Mengenai Daging Sapi, Pemerintah Jangan Mengeluarkan Statement Yang Membingungkan Publik
Presiden Joko Widodo menargetkan harga daging sapi yang saat ini berkisar Rp110 ribu bisa ditekan menjadi Rp80 ribu. Target tersebut harus tercapai sebelum Hari Raya Idul Fitri 2016 tiba.
Berdasarkan data dari infopangan.jakarta.go.id per Selasa (24/5), harga daging sapi paha belakang Rp122.250 per kilogram, naik Rp 1.030 dari hari sebelumnya. Sedangkan daging sapi murni (semur) Rp113.684 per kilogram, turun Rp190 dari hari kemarin.
Menurut Ketua KPPU Syarkawi Rauf, berdasarkan inspeksi mendadak yang dilakukan menjelang Ramadhan ini, daging sapi memang salah satu komoditas yang sudah mengalami kenaikan harga namun belum terjadi secara merata.
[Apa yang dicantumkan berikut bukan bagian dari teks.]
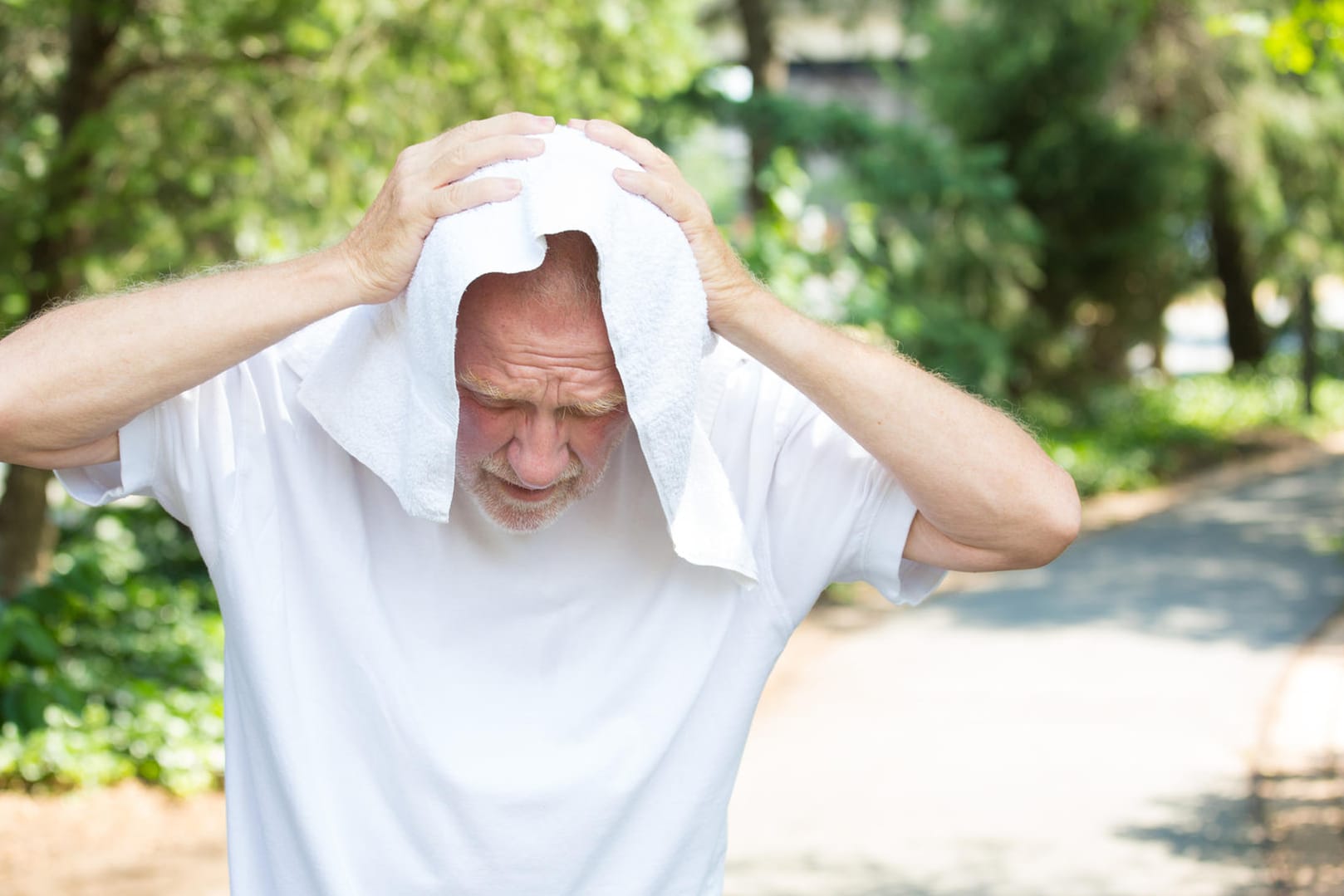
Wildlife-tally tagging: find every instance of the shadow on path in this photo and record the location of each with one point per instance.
(1257, 566)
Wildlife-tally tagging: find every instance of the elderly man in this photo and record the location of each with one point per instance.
(539, 696)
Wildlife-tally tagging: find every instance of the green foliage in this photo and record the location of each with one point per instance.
(214, 130)
(920, 238)
(1133, 437)
(1308, 37)
(115, 668)
(1113, 202)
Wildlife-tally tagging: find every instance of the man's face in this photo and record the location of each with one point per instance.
(542, 404)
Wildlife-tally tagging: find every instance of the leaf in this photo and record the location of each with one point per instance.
(7, 639)
(35, 639)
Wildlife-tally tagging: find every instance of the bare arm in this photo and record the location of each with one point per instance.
(74, 376)
(987, 496)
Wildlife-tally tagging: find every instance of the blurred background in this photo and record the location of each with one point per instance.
(1121, 221)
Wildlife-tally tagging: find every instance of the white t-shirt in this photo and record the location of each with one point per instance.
(449, 709)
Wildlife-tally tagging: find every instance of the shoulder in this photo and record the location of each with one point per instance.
(735, 386)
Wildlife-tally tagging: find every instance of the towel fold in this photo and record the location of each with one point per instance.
(380, 378)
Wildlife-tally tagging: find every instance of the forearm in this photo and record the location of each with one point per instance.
(81, 372)
(972, 472)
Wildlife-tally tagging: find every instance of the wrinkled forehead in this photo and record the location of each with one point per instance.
(534, 321)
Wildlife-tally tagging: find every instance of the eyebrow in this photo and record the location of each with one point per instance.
(597, 407)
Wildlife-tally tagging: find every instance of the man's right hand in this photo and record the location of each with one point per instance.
(426, 184)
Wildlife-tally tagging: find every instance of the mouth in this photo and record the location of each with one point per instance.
(531, 496)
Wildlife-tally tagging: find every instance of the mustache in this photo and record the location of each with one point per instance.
(500, 469)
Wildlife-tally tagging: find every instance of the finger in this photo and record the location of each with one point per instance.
(461, 160)
(637, 148)
(460, 196)
(510, 123)
(674, 202)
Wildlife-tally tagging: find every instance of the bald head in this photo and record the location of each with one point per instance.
(566, 281)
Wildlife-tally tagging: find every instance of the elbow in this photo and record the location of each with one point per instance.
(1057, 521)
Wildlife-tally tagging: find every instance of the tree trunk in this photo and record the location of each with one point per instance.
(769, 74)
(27, 536)
(1245, 336)
(1307, 313)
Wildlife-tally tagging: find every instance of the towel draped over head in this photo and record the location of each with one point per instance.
(380, 378)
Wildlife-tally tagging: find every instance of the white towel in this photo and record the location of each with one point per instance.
(380, 378)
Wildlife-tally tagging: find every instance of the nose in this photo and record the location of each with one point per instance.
(539, 452)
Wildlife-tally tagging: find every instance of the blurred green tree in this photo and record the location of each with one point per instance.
(1113, 199)
(1308, 35)
(141, 137)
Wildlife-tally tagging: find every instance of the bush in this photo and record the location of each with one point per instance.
(115, 667)
(1133, 437)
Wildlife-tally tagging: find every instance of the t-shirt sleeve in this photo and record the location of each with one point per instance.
(819, 504)
(186, 452)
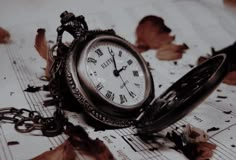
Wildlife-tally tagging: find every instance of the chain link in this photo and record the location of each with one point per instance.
(27, 121)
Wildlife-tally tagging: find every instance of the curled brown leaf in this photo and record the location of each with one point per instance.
(62, 152)
(229, 79)
(152, 33)
(230, 3)
(171, 51)
(41, 45)
(194, 135)
(4, 36)
(199, 151)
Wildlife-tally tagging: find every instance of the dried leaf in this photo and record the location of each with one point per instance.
(199, 151)
(171, 51)
(193, 134)
(64, 151)
(42, 47)
(94, 149)
(4, 36)
(194, 146)
(152, 33)
(230, 78)
(230, 3)
(41, 44)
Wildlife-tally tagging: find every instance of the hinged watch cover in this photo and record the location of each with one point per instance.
(184, 95)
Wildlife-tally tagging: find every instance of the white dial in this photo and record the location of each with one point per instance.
(116, 73)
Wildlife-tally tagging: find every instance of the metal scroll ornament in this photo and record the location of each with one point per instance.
(103, 74)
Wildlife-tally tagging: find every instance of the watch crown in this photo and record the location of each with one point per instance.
(66, 17)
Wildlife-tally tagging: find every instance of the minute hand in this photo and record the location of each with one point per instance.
(125, 85)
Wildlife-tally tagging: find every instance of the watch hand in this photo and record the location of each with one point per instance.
(114, 61)
(123, 68)
(125, 85)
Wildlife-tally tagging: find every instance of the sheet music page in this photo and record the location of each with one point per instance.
(201, 24)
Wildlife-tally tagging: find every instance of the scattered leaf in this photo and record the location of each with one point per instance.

Kenaikan relatif tinggi tertinggi terjadi di daerah Jambi dan DKI Jakarta.
Untuk menurunkan harga, Syarkawi meminta Pemerintah untuk segera melakukan intervensi masalah impor daging. Jika daging impor cepat masuk, akan efektif menurunkan harga. Namun demikian harus juga memperhatikan regulasinya.
Saat ini, pemerintah telah menugaskan BUMN, yakni PT Berdikari untuk mengimpor daging sapi. Pemerintah wajib meminta perusahaan tersebut mengimpor daging sapi kualitas tertentu, misalnya, kualitas medium. Apabila yang diimpor adalah daging sapi dengan harga yang mahal maka tetap tidak akan dapat menstabilkan harga di pasar.
Sumber : republika.co.id tanggal 24/05/16 dan 26/05/2016
-------------------------------------------------------------
Tanggapan PPSKI melalui SekJen Rochadi Tawaf
PPSKI menilai ambisi Presiden menekan harga daging sapi jelang Lebaran ganjil. Sebab hal tersebut tidak didukung data pasokan dan kebutuhan yang akurat serta keliru dari segi perbandingan harga komoditas serupa di negara tetangga. Pada prinsipnya, harga daging sapi tetap mengikuti teori supply-demand. Jika pasokan rendah dan permintaan tinggi, harga juga pasti tinggi. Begitu pun sebaliknya.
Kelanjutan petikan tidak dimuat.